I may be able to start my first category on grapplingwithguns.com. A lot of what I've been addressing has to do with myth versus reality. This is a difficult area to address in relations to any designed object, much less firearms.
A couple of years ago I took a class at the Dharma Rain Zen center on Nagarjuna's The Fundamental Wisdom of the Middle Way. Nagarjuna walks through hundreds of things, identifying their "emptiness." In this case, emptiness means that, to paraphrase Thich Nhat Hanh, the thing is empty of "separate self." The thing is related and connected to all things. If we were to describe a revolver in Nagarjuna's terms we might ask, "What is a revolver?" We could describe its parts - it has a barrel, a frame, a grip, three or four screws, some springs, a hammer, a cylinder, an extractor, a thingy to stop the calendar so that the bullet is lined up with the barrel, a front and back sight, and, hopefully, a light coating of a high quality gun oil. If we have all of these things we may or may not have a gun. The parts could, as one architectural design student did, be formed into a sculpture in response to a design assignment. (Luckily the instructor didn't freak out when the girl turned in her project.) However, for legal purposes, we may as a society agree that if a person has all of these parts they do in fact have a gun. Imagine the happy felon arrested for illegally having a firearm arguing, "But your honor, it's not a gun, it's a pile of parts!"
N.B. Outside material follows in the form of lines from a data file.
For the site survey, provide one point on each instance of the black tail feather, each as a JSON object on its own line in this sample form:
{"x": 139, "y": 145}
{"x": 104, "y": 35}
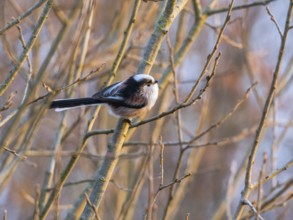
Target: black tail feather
{"x": 69, "y": 103}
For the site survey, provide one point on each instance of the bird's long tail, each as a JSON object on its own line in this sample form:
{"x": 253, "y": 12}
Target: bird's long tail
{"x": 64, "y": 104}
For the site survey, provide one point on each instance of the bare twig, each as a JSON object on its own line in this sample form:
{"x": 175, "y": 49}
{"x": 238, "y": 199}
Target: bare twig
{"x": 274, "y": 21}
{"x": 22, "y": 16}
{"x": 247, "y": 188}
{"x": 249, "y": 204}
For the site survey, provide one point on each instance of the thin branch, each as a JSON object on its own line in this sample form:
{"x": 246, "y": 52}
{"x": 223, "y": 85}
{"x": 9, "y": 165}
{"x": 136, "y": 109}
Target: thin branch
{"x": 249, "y": 204}
{"x": 22, "y": 16}
{"x": 247, "y": 188}
{"x": 12, "y": 74}
{"x": 239, "y": 7}
{"x": 274, "y": 21}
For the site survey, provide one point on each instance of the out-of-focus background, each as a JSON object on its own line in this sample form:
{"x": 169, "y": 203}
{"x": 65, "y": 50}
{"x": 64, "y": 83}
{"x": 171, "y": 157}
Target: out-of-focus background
{"x": 37, "y": 144}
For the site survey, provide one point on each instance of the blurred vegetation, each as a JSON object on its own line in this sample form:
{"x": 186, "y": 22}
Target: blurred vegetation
{"x": 188, "y": 164}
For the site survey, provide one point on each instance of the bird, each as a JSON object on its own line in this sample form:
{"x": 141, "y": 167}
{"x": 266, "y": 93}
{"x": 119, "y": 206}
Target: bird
{"x": 127, "y": 99}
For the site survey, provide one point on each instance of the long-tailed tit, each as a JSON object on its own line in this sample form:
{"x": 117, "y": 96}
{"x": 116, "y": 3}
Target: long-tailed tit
{"x": 129, "y": 98}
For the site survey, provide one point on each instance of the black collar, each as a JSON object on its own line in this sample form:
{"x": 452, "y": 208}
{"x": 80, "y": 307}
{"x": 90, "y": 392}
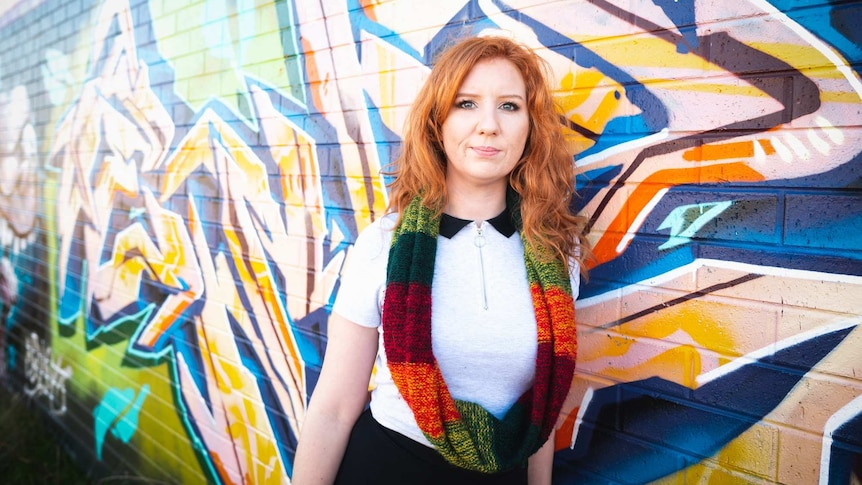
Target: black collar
{"x": 449, "y": 226}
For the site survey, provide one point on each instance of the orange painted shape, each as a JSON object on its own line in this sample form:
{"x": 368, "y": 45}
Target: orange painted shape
{"x": 606, "y": 248}
{"x": 725, "y": 151}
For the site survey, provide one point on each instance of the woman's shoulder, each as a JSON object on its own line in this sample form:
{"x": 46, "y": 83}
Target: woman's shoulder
{"x": 377, "y": 236}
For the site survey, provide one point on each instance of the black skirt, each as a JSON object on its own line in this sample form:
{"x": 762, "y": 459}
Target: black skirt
{"x": 377, "y": 455}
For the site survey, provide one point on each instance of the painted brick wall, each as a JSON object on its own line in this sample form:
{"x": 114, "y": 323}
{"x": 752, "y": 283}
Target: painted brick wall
{"x": 181, "y": 183}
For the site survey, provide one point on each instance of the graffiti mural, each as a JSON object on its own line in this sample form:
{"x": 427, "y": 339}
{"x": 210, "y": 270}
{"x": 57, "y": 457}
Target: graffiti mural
{"x": 181, "y": 184}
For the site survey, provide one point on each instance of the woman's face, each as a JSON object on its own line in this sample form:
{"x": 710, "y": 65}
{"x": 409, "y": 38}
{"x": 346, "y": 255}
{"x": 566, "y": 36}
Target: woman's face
{"x": 486, "y": 130}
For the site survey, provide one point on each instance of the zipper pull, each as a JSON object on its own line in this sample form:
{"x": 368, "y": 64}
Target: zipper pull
{"x": 479, "y": 241}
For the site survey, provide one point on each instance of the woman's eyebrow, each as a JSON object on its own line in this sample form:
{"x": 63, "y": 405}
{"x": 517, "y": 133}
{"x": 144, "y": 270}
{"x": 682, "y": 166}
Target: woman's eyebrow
{"x": 505, "y": 96}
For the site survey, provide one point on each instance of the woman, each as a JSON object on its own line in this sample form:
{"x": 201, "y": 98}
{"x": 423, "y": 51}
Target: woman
{"x": 462, "y": 292}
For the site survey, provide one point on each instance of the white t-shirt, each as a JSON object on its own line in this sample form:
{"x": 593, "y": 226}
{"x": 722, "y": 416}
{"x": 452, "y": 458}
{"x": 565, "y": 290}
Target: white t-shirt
{"x": 486, "y": 356}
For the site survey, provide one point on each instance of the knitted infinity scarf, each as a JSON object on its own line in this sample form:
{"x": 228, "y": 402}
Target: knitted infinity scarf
{"x": 463, "y": 432}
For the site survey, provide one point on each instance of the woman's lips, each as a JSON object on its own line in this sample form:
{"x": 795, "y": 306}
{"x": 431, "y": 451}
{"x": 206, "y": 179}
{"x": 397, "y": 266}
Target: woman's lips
{"x": 486, "y": 151}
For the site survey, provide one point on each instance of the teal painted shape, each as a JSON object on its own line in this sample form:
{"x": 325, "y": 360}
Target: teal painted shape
{"x": 126, "y": 426}
{"x": 11, "y": 357}
{"x": 118, "y": 413}
{"x": 685, "y": 221}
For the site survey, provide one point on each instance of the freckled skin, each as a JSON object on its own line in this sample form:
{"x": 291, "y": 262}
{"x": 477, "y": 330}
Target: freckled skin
{"x": 486, "y": 130}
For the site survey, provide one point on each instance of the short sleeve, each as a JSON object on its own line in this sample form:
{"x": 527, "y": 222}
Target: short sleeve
{"x": 363, "y": 281}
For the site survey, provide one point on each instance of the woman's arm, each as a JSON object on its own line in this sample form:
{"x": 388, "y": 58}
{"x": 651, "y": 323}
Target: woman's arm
{"x": 337, "y": 401}
{"x": 541, "y": 464}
Nagarjuna is making the point that in the universal sense, any object is nothing special - it is both it's universal sense (parts - minerals, metals, the heat and energy expended to create the form) and what we make of it in a conventional sense. A couch is a "couch" because we sit (or lounge) on it instead of use it for kindling in the fireplace. Universally a couch contains many kinds of potential, some good and some bad.
In many of my posts I've pointed out myths and delusions people use in their relationship with weapons, some of mine included. My posts about the Police Explorers show many of my youthful ideas about what policing is like, and I show my own fantasies giving way to realities. The comments made on advertising have pointed to how images can be slippery, implying harm through fantasy.
To me, this is where the discussion about guns gets interesting. People have heated up an ethical issue, but haven't dealt with it well in many instances. I'm looking forward to continued work with this area of the gun debate.